A potential limitation of this study is that these findings represent the CARD model of ABA service delivery (Granpeesheh et al., 2014). While this promotes consistency in ABA delivery across the two conditions of this study, these results may not generalize to other models of ABA service delivery. For example, training methods may differ across different models and agencies. Future researchers would do well to evaluate the effect of service location on ABA outcomes across other models. Additionally, this study used pre-existing clinical records and as such, the treatment location was not randomly assigned. While factors related to individual differences were controlled for by the within-subject analysis, there are additional factors (e.g., time of day of treatment, whether new programs were targeted, generalization opportunities, skills targeted, and amount of supervision) that may have impacted rates of learning.

While the current study provides preliminary evidence for differences in progress between treatment settings, future research should focus on identifying and isolating the variables that may account for these differences. There are many factors related to setting that may impact participants’ progress (e.g., distractors, opportunities for generalization and socialization, level of supervision, access to resources, and proximity to other practitioners). Additional research to evaluate the effects of these variables is warranted.

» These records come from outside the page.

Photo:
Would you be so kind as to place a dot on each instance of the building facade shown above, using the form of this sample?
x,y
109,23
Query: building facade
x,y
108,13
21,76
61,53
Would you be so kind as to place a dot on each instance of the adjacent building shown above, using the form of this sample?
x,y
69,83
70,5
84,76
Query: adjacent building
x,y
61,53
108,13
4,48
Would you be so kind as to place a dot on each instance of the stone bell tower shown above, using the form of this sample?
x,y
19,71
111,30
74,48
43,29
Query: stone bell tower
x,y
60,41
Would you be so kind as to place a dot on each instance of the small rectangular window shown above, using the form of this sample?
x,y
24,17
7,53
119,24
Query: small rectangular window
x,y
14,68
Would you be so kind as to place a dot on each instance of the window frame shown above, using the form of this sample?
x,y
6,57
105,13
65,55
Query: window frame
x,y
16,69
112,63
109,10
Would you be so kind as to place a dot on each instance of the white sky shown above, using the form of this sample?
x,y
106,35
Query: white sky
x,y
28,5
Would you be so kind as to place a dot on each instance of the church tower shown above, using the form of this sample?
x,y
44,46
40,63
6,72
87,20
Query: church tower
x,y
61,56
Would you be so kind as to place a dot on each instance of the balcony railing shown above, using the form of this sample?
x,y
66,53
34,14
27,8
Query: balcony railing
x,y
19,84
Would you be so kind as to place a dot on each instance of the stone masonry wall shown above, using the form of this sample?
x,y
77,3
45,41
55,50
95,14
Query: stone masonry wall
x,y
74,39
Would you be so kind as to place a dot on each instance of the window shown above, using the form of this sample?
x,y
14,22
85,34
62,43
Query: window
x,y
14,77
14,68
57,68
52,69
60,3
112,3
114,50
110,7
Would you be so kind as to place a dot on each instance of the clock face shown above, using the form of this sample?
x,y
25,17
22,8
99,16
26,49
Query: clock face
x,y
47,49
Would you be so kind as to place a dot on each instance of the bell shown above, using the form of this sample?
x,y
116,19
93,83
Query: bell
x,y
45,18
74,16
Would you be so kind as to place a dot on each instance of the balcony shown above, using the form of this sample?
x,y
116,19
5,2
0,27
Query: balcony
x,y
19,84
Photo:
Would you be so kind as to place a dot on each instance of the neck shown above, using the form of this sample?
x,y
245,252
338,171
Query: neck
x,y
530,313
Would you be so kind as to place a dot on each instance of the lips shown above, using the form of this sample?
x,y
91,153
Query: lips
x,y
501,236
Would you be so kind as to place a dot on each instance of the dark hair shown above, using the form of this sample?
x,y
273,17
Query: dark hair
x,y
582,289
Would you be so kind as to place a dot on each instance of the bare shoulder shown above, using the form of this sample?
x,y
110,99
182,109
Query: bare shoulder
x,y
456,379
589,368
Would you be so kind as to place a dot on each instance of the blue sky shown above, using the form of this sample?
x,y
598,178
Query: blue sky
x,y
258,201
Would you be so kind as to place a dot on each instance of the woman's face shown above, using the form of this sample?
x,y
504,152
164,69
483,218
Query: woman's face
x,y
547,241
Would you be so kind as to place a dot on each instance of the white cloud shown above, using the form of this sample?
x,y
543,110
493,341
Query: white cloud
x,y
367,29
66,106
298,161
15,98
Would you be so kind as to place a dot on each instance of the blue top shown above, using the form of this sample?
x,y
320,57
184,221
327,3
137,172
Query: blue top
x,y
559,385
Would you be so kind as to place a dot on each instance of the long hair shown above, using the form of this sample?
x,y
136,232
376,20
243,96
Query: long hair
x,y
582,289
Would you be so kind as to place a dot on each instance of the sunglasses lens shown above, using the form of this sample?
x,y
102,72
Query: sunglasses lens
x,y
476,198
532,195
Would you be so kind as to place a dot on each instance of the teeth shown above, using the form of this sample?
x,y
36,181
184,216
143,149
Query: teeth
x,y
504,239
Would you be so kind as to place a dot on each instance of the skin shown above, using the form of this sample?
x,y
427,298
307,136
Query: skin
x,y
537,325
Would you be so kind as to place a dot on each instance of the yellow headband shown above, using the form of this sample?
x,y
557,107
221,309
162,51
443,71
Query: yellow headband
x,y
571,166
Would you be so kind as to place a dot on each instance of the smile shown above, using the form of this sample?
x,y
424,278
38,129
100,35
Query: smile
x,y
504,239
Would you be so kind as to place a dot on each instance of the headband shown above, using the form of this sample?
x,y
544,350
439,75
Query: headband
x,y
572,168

The general lack of research evaluating the impact of service location is a significant gap in the literature on intervention for ASD. The present study found that participants made significantly more progress in center-based locations compared to home-based location across groups as well as within participants. In light of these results and the absence of other studies, practitioners are encouraged to consider the appropriateness of center-based services when delivering treatment for ASD.

Compliance with Ethical Standards

Informed Consent

The data collected for the present study were from a research database of de-identified archived clinical records. As such, the Institution Review Board (IRB00004971) concluded that 45 CFR part 46 of the U.S. Department of Health and Human Services regulation does not apply.

Ethical Approval

All procedures performed in studies involving human participants were in accordance with the ethical standards of the institutional and/or national research committee and with the 1964 Helsinki Declaration and its later amendments or comparable ethical standards.

Funding

This study did not receive external funding.

Conflict of Interest

The authors declare that they have no conflict of interest.